With the movie over, we piled back into the wagon, and headed out for what was the highlight of  the day. We did this only once a year. We did this every year, but only on Christmas day. As we pulled into the parking lot, the huge neon sign, seemed to scream out at us, beckoning us inside. “Let’s try to behave in there, shall we?”, my mother remarked.

“Oh, they’ll behave.”, my father stated. “Won’t you?”

“Yes. We’ll behave.”, proclaimed the unanimous children’s chorus.

“Okay then.”, he said. “Let’s go.” We jumped out of the car, and ran up to the door. And there scrawled in Chinese Style writing of English letters, were those words we waited all year to see: ‘Sea-Hi Famous Chinese Food”.

If you had never been to Sea-Hi Famous Chinese Food as a kid in the 1960s or 1970s, your childhood was incomplete. Nestled in the Bathurst St, and Wilson Avenue area, it was a cultural phenomenon. Every Christmas Day, for as long as I can remember, everyone who did not celebrate Christmas, for whatever reason, living in the North end of this city, wound up at Sea-Hi for dinner. It became a tradition for hundreds of families, perhaps thousands. It was, without a doubt, the crowning achievement of a Christmas well spent.

As we poured over menus, we would laugh at the names given to the dishes. Things like moo goo guy pan, and egg foo yung brought us great joy just to read them aloud. And, in those childish, politically incorrect times, we found great amusement in ordering in what we considered, Chinese. “I want flied lice.”, someone would inevitably request.

“Stop that.”, my mother scolded.

“Can I have clispy chicken?”, someone would shout from the table.

“We’re just going to go home.”, my mother offered her final warning. Regardless of what we wanted, my father always ordered the same thing, year after year after year. Vegetable fried rice, egg rolls, chop suey, mushroom egg foo yung, and hot and sour soup. We ate, and laughed, and attempted to use our chopsticks, and when that failed, we inserted them in our mouths and became walruses. There was one occasion when one of my brothers inserted them up his nose. This caused quite a commotion, as one became stuck, and had to be forcibly removed by my father’s tugging, which caused his nose to bleed right there at the table, all over the starched, white tablecloth, and my mother to begin the almost daily ritual of dying of embarrassment. The highlight of the meal, for me anyway, was the fortune cookie, which always seemed to carry some profoundly meaningful Eastern words of wisdom, written on the small, white paper hidden inside of the crunchy, tasteless morsel.  I was certain that those ancient words would somehow transform my future.

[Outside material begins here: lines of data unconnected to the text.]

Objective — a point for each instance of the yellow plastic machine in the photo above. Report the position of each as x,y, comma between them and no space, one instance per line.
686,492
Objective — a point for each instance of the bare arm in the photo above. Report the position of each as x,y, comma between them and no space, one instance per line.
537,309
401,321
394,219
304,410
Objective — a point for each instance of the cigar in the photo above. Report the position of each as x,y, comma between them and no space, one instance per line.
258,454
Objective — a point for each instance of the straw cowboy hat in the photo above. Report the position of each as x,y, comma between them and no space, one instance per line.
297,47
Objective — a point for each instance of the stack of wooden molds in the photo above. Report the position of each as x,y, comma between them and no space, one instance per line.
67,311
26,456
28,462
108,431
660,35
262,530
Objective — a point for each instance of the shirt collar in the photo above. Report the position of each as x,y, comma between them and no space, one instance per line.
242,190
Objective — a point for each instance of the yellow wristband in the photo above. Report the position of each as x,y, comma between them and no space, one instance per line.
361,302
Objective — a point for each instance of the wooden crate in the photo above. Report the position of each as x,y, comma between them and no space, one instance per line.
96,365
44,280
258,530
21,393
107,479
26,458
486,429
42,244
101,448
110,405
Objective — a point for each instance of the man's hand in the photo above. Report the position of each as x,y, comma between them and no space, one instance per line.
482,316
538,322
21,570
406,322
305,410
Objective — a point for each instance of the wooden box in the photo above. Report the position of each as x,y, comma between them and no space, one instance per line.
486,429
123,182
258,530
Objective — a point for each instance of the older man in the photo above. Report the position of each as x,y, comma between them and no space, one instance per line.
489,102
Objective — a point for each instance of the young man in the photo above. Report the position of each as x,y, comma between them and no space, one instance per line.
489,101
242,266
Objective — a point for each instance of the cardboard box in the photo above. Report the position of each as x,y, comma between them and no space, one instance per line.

The car ride home was eerily quiet. We were tired, and we were full, satiated with enough rice and noodles to carry us over until next year. This tradition carried on throughout my childhood, and one by one, each of my siblings and myself dropped out of the ritual when we entered adolescence. It seems we were more interested in hanging with our friends, than we were in tradition. When I began to have kids of my own, I jump started the whole family Christmas, Willowdale style. It was never quite the same. We would watch Rudolph, but my daughters were frightened of the abominable snowman, and they found Its A Wonderful Life boring, as it was in black & white. Sadly, Mr. Magoo was no longer aired on Christmas Eve, but it did become available years later you tube. We moved north of the city, and Sea-Hi Famous Chinese Food was too far of a drive, so we settled on East Moon. The tradition continues to this day, however we now watch a movie on Netflix, and order in from South China Chinese Food. Sadly, it is difficult to maintain a family tradition in the face of ever changing technology, and free delivery. But those days, all those years of a Willowdale Christmas in my parents’ house, well, I miss them, and I carry those memories around with me like a badge of honor.